Lo scudo di sinistra reca la lettera S, mentre quello di destra la lettera R. Si tratta delle iniziali di Salvatore Ragusa, il cui busto troneggia al centro della nicchia. Sopra l’arco si incrociano due torce leggermente capovolte – simbolo dello spegnersi della vita – avvolte da lunghi nastri. La trabeazione soprastante è adornata da un susseguirsi di festoni formati da fiori e capsule di papavero e di nastri, con al centro una croce greca iscritta in un cerchio. Le doppie lesene laterali sono ornate da lunghi bracieri, riccamente decorati. Il busto in marmo bianco di Salvatore Ragusa, posto al centro della nicchia, lo rappresenta con una folta barba “a collare”, uno sguardo deciso, vestito con gilet e soprabito. Il basamento del busto reca la scritta seguente: SALVATORE RAGUSA / NATO NEL FEB. 1805 / † NEL MARZO 1876. Una Trinacria, sotto il busto del defunto, è probabilmente un richiamo al nome dell’albergo che dirigeva, l’Hotel Trinacria alla Marina. La sepoltura è interamente recintata da una griglia in ferro battuto.

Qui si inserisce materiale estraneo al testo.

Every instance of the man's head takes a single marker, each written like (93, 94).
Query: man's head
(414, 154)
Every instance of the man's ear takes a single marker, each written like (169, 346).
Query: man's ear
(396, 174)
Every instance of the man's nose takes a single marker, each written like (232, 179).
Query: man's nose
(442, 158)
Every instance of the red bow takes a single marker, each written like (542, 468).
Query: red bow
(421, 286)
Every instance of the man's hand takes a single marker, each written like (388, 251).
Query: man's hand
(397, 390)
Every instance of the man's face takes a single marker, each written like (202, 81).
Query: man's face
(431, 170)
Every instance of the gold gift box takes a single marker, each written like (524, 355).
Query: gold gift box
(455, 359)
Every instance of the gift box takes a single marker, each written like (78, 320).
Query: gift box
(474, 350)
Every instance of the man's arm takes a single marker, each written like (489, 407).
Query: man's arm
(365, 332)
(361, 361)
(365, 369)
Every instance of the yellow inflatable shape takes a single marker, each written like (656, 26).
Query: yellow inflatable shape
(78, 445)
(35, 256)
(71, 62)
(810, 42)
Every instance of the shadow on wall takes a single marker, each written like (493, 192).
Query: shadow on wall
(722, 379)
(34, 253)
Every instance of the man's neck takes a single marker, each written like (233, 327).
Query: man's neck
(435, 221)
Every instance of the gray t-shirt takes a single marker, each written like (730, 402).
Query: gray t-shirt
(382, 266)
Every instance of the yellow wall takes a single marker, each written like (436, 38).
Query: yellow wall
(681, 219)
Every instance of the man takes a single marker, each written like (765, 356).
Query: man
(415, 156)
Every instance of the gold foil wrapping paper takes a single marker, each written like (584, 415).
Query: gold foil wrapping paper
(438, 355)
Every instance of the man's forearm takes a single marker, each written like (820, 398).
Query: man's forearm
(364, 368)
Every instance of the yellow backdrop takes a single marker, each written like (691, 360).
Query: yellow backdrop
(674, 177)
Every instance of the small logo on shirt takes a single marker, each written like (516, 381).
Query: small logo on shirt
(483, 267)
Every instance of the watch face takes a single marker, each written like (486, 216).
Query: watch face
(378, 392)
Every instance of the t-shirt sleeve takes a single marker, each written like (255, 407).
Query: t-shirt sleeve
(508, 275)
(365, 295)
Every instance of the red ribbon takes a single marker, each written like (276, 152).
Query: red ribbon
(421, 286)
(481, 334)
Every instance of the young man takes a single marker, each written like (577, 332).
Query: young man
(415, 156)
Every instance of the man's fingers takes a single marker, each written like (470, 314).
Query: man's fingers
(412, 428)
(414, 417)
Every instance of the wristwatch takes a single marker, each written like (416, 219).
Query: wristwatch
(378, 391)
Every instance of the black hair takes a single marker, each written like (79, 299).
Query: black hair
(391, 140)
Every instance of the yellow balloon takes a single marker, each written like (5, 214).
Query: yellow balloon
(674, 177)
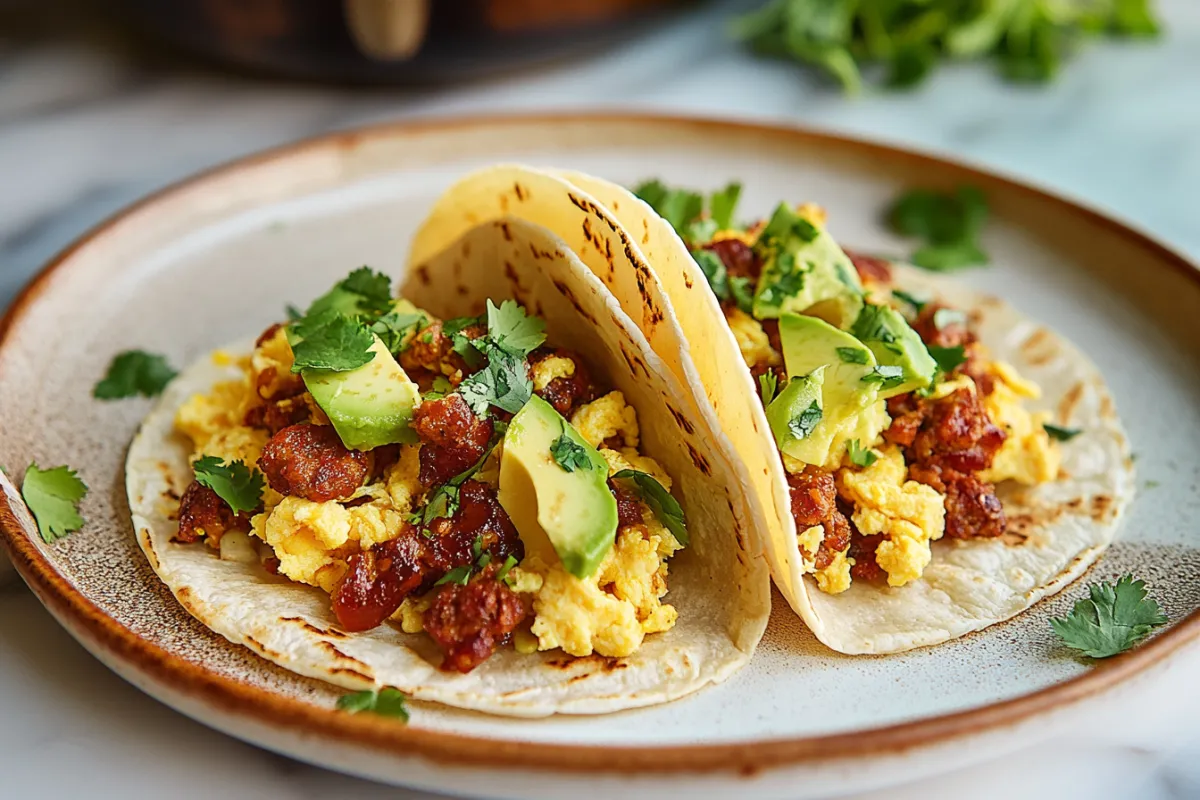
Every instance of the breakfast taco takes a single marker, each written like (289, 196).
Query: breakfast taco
(930, 461)
(485, 493)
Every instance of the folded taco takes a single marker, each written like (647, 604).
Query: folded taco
(485, 493)
(930, 461)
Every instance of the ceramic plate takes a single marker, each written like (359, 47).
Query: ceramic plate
(217, 258)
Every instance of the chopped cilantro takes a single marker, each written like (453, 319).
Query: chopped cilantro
(655, 495)
(1060, 433)
(569, 455)
(394, 328)
(239, 486)
(903, 41)
(852, 355)
(135, 372)
(1111, 619)
(949, 226)
(917, 305)
(768, 386)
(861, 456)
(510, 329)
(503, 572)
(385, 702)
(807, 421)
(53, 495)
(460, 575)
(504, 383)
(946, 317)
(331, 342)
(948, 359)
(361, 293)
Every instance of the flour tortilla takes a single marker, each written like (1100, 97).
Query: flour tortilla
(1057, 529)
(720, 584)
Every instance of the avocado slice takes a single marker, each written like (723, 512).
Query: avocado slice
(371, 405)
(897, 347)
(804, 271)
(555, 487)
(823, 359)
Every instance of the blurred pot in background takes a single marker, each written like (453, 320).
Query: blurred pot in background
(388, 41)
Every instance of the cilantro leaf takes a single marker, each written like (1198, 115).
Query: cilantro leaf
(723, 204)
(768, 386)
(331, 342)
(239, 486)
(361, 293)
(1111, 619)
(53, 495)
(385, 702)
(513, 330)
(949, 223)
(948, 359)
(661, 503)
(861, 456)
(1060, 433)
(395, 328)
(852, 355)
(807, 421)
(569, 455)
(504, 383)
(135, 372)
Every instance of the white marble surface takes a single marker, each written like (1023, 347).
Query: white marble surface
(90, 121)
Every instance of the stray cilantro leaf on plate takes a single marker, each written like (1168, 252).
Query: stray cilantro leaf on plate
(1060, 433)
(861, 456)
(239, 486)
(807, 421)
(949, 224)
(135, 372)
(569, 453)
(53, 495)
(768, 386)
(513, 330)
(661, 503)
(1111, 619)
(385, 702)
(331, 342)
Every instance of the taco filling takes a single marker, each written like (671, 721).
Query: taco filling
(893, 422)
(457, 477)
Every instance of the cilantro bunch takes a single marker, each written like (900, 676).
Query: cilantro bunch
(903, 41)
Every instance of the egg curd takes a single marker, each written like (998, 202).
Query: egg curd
(609, 613)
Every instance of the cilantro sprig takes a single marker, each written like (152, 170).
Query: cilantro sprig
(1111, 619)
(385, 702)
(54, 495)
(238, 485)
(135, 372)
(903, 41)
(948, 223)
(661, 503)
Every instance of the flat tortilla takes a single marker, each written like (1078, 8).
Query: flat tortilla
(293, 625)
(1059, 529)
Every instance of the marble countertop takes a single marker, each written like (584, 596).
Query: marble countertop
(91, 120)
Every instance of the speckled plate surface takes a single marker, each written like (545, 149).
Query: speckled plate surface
(217, 257)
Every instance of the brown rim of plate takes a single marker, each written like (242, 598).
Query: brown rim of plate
(235, 698)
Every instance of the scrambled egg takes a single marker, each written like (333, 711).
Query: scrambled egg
(911, 515)
(1027, 456)
(549, 370)
(606, 417)
(751, 338)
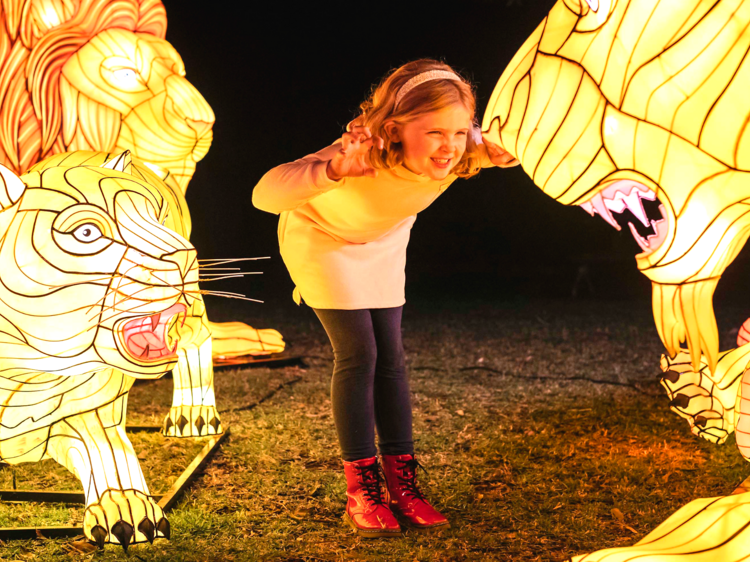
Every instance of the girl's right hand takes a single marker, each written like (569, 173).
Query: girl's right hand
(353, 160)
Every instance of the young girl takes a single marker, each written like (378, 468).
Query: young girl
(345, 216)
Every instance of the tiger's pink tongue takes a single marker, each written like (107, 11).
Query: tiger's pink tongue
(145, 337)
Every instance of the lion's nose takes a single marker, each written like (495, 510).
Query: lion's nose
(201, 128)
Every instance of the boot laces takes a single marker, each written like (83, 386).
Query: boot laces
(407, 475)
(371, 479)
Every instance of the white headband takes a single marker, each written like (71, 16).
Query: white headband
(415, 81)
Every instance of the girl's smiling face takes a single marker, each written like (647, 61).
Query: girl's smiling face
(435, 142)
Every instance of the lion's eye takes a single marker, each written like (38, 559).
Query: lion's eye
(127, 76)
(87, 233)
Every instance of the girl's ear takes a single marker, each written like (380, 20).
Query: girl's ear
(392, 130)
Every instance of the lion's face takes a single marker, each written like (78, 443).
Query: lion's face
(130, 88)
(90, 276)
(635, 111)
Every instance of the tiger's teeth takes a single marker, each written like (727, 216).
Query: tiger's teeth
(633, 201)
(638, 238)
(598, 202)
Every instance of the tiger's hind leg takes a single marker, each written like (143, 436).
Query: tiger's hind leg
(94, 447)
(193, 412)
(705, 400)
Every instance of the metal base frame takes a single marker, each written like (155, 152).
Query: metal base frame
(272, 361)
(166, 501)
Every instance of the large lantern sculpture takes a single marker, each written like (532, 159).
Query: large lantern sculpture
(94, 291)
(98, 75)
(638, 111)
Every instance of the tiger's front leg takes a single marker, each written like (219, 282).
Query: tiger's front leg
(94, 447)
(193, 412)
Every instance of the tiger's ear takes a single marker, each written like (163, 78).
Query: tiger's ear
(11, 188)
(121, 163)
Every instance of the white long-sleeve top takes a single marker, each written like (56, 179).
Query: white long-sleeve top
(344, 242)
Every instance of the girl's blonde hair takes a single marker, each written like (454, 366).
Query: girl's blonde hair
(433, 95)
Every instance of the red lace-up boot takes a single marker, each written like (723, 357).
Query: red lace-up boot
(366, 508)
(406, 500)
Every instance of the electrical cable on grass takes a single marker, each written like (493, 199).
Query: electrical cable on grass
(536, 377)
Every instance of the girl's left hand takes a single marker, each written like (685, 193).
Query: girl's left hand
(498, 156)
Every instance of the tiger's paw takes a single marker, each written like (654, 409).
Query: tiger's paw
(697, 399)
(192, 421)
(124, 517)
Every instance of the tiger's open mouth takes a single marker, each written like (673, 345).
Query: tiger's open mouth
(145, 337)
(631, 204)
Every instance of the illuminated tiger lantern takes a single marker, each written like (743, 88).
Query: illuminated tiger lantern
(99, 75)
(638, 111)
(94, 293)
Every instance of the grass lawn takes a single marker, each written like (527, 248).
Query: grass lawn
(528, 460)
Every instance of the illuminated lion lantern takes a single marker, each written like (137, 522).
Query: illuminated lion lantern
(93, 292)
(638, 111)
(98, 75)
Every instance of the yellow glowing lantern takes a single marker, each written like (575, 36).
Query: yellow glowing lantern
(98, 75)
(638, 111)
(93, 294)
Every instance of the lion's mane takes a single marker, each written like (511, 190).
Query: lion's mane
(37, 37)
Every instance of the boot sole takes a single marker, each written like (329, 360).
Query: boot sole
(370, 534)
(423, 530)
(406, 524)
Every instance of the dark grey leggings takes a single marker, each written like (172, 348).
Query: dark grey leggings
(370, 387)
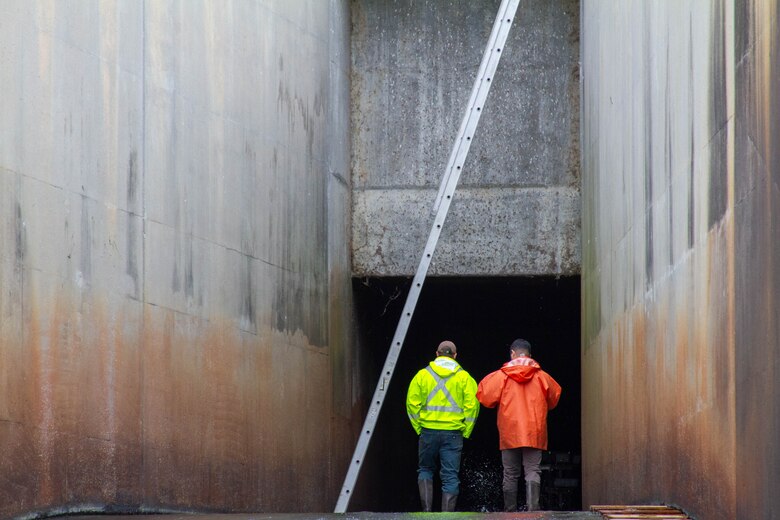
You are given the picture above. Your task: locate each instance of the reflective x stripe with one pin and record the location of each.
(440, 385)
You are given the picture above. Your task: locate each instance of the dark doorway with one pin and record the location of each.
(482, 316)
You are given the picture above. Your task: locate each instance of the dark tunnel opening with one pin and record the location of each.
(482, 316)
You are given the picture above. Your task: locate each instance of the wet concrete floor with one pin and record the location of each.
(536, 515)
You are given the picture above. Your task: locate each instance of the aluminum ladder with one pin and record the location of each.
(460, 149)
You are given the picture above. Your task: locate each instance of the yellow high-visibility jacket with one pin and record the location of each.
(443, 396)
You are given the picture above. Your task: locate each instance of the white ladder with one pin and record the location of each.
(460, 149)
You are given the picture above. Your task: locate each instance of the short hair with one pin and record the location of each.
(446, 348)
(520, 344)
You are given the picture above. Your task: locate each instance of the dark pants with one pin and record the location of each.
(440, 446)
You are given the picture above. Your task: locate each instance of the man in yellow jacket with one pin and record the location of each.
(442, 407)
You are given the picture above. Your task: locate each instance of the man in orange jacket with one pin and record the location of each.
(523, 393)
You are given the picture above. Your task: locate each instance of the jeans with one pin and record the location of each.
(440, 446)
(515, 460)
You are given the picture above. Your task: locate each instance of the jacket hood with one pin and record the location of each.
(444, 366)
(521, 369)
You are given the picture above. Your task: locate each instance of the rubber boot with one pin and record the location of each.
(426, 494)
(532, 496)
(448, 502)
(510, 501)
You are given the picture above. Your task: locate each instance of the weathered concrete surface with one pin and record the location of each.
(175, 311)
(757, 273)
(516, 211)
(680, 294)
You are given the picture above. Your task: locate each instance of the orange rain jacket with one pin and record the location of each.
(524, 393)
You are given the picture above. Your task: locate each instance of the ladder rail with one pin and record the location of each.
(480, 90)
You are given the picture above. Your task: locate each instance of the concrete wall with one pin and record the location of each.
(175, 315)
(680, 295)
(516, 210)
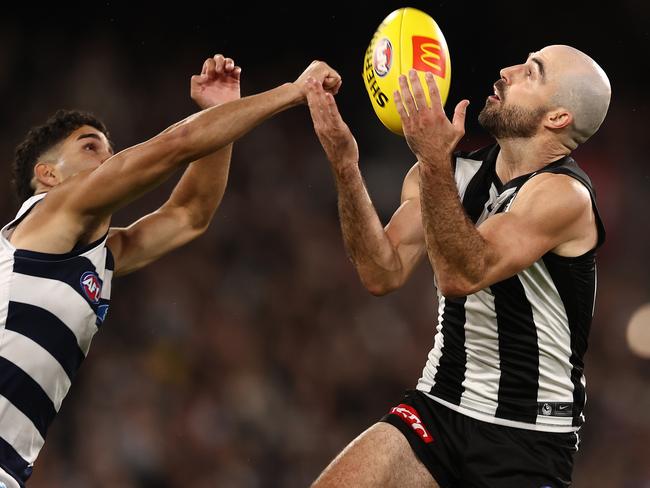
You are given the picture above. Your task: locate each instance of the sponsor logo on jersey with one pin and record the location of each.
(91, 286)
(411, 417)
(428, 55)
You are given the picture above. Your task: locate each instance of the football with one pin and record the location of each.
(407, 38)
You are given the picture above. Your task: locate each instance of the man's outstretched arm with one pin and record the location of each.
(384, 257)
(131, 173)
(194, 200)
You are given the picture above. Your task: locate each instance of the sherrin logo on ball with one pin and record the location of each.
(407, 38)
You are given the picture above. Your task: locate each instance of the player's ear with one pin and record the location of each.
(558, 118)
(45, 174)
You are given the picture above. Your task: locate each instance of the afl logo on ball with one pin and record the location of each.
(91, 285)
(383, 57)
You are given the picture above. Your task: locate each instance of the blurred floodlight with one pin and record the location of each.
(638, 332)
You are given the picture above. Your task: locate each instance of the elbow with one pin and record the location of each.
(379, 287)
(454, 287)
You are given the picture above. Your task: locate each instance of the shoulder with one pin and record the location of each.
(554, 195)
(411, 185)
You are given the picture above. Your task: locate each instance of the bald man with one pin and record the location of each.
(510, 231)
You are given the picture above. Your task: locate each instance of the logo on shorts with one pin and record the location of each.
(383, 57)
(91, 285)
(411, 417)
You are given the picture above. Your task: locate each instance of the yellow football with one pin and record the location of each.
(407, 38)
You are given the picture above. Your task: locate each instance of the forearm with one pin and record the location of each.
(201, 188)
(364, 237)
(216, 127)
(455, 247)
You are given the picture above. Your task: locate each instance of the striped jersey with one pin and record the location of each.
(51, 306)
(512, 353)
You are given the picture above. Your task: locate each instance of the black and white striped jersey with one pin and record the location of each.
(51, 306)
(512, 353)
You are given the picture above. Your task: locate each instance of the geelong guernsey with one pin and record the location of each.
(51, 306)
(512, 353)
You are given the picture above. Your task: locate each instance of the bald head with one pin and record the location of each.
(582, 88)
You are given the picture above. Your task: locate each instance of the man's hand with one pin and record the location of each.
(326, 76)
(333, 133)
(428, 131)
(218, 82)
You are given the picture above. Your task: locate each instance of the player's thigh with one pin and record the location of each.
(380, 456)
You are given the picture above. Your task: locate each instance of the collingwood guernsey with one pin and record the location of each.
(51, 306)
(512, 353)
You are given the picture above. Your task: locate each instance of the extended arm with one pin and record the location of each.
(383, 257)
(193, 202)
(134, 171)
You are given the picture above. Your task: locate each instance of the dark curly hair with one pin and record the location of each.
(41, 139)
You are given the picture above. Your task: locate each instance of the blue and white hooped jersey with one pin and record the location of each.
(51, 306)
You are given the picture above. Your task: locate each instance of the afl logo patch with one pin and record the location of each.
(382, 58)
(91, 285)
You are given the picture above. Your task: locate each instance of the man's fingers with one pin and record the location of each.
(434, 93)
(401, 110)
(406, 96)
(219, 62)
(459, 115)
(417, 90)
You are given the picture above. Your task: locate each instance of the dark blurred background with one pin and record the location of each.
(250, 357)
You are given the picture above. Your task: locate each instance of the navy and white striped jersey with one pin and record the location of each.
(512, 353)
(51, 306)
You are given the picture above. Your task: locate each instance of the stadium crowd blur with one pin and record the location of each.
(250, 357)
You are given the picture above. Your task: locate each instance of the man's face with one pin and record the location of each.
(86, 148)
(521, 99)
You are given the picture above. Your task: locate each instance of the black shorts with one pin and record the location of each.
(460, 451)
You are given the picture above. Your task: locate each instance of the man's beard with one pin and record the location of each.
(509, 122)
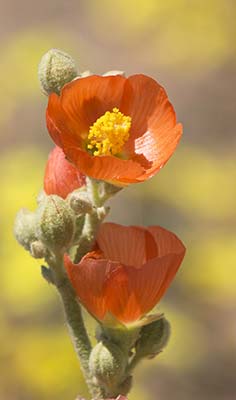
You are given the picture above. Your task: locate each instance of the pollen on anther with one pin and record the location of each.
(109, 133)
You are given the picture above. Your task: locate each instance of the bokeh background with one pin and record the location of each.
(189, 47)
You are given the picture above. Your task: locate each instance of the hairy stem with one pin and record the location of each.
(75, 322)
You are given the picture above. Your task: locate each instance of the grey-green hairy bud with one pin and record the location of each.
(80, 203)
(107, 363)
(153, 338)
(56, 68)
(55, 223)
(25, 228)
(37, 249)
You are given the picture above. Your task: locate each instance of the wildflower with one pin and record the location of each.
(61, 177)
(128, 272)
(117, 129)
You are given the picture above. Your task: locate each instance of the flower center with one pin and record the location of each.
(109, 133)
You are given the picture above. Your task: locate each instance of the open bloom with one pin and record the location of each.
(61, 177)
(128, 272)
(113, 128)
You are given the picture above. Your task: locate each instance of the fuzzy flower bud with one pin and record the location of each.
(37, 249)
(107, 363)
(25, 228)
(153, 338)
(56, 68)
(55, 223)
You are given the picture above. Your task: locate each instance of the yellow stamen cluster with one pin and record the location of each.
(109, 133)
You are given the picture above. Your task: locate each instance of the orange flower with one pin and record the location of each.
(113, 128)
(61, 177)
(128, 272)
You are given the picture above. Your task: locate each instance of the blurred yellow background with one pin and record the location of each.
(190, 48)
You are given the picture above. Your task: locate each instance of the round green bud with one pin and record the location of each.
(55, 224)
(56, 68)
(25, 228)
(80, 203)
(107, 363)
(37, 249)
(153, 338)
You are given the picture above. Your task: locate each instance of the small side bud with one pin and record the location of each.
(114, 72)
(56, 68)
(25, 228)
(107, 363)
(47, 274)
(153, 338)
(37, 249)
(55, 223)
(80, 203)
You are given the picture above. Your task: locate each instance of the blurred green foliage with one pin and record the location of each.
(194, 194)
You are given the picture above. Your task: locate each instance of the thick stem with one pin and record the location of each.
(76, 326)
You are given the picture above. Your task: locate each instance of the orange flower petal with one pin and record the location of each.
(107, 168)
(86, 99)
(88, 278)
(127, 245)
(167, 242)
(61, 177)
(131, 293)
(154, 134)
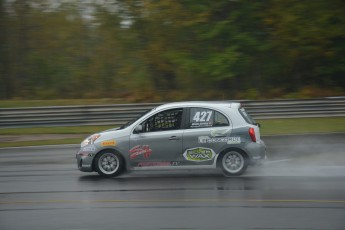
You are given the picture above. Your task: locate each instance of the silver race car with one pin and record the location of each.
(184, 135)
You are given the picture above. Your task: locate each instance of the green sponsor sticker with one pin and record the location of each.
(199, 154)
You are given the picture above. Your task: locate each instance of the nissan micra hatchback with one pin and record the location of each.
(184, 135)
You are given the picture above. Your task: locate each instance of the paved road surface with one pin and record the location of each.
(302, 186)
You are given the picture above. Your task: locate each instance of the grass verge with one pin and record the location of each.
(60, 102)
(41, 142)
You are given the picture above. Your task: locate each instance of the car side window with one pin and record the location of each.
(202, 118)
(166, 120)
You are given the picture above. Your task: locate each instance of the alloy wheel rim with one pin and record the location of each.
(233, 162)
(108, 163)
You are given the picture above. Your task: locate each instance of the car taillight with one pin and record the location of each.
(252, 134)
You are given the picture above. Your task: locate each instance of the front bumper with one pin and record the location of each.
(85, 160)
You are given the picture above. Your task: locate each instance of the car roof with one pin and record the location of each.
(212, 104)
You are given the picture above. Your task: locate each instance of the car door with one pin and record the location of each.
(206, 134)
(160, 141)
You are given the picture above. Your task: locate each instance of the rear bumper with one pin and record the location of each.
(256, 152)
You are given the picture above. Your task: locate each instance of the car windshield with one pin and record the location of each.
(247, 117)
(135, 119)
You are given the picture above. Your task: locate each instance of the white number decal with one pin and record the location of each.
(202, 116)
(196, 117)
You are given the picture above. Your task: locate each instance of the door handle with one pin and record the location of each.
(220, 135)
(173, 138)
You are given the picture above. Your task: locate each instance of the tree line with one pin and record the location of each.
(146, 50)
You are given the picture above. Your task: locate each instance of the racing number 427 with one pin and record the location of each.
(202, 116)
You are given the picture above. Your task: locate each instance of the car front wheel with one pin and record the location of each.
(233, 163)
(109, 164)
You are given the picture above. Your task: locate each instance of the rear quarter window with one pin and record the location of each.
(246, 116)
(202, 117)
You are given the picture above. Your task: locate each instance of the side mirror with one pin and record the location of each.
(138, 129)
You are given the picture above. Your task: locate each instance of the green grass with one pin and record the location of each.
(43, 142)
(60, 102)
(56, 130)
(302, 125)
(268, 127)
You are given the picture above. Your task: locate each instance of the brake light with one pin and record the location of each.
(252, 134)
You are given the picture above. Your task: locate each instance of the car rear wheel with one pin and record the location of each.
(109, 163)
(233, 163)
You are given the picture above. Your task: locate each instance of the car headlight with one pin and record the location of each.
(90, 140)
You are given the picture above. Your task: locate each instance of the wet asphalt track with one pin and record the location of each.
(302, 186)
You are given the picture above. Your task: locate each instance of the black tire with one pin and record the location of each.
(233, 163)
(109, 163)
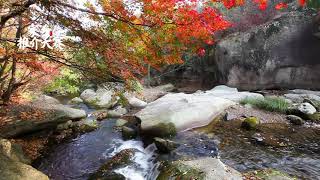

Salvatore Ragusa, di origine genovese, si trasferisce a Palermo dove apre nel 1844 l’albergo Trinacria, inaugurato in pompa magna in presenza del re di Baviera. Fu considerato a lungo il miglior albergo della città, l’unico con vista mare, e i giornali della seconda metà dell’Ottocento raccontano dei prestigiosi ospiti dell’albergo, dal principe Carlo di Prussia (fratello dell’imperatore) al granduca di Baden, dall’imperatore del Brasile durante un suo soggiorno in incognito a Palermo nel gennaio 1877 ai tanti viaggiatori stranieri intenti a fare il Grand Tour che ne parleranno nelle loro memorie. Qui morirà nel 1852 l’esule Nicolae Balcescu, come viene ricordo da una lapide sulla facciata dell’edificio. L’albergo di cui possiamo leggere una descrizione dettaglia nella Guida di Palermo del 1844 scritta da Salvatore Abbate Migliore sarà quindi per molti anni una destinazione prediletta dai viaggiatori italiani e stranieri fino al declino, dopo la morte di Salvatore Ragusa nel 1876, quando gli subentrò suo figlio Ernesto. Nel 1911 l’albergo cesserà la sua attività e diventerà una residenza privata. Salvatore Ragusa viene anche ricordato per la sua condotta esemplare durante le giornate di Palermo nel 1860, come lo racconta Giuseppe da Forio nel secondo volume della sua Vita di Garibaldi[1] pubblicata nel 1862. Durante i giorni dei bombardamenti l’albergatore diede asilo alle famiglie degli sfollati e accolse diversi ufficiali garibaldini feriti senza chiedere né accettare nessun compenso.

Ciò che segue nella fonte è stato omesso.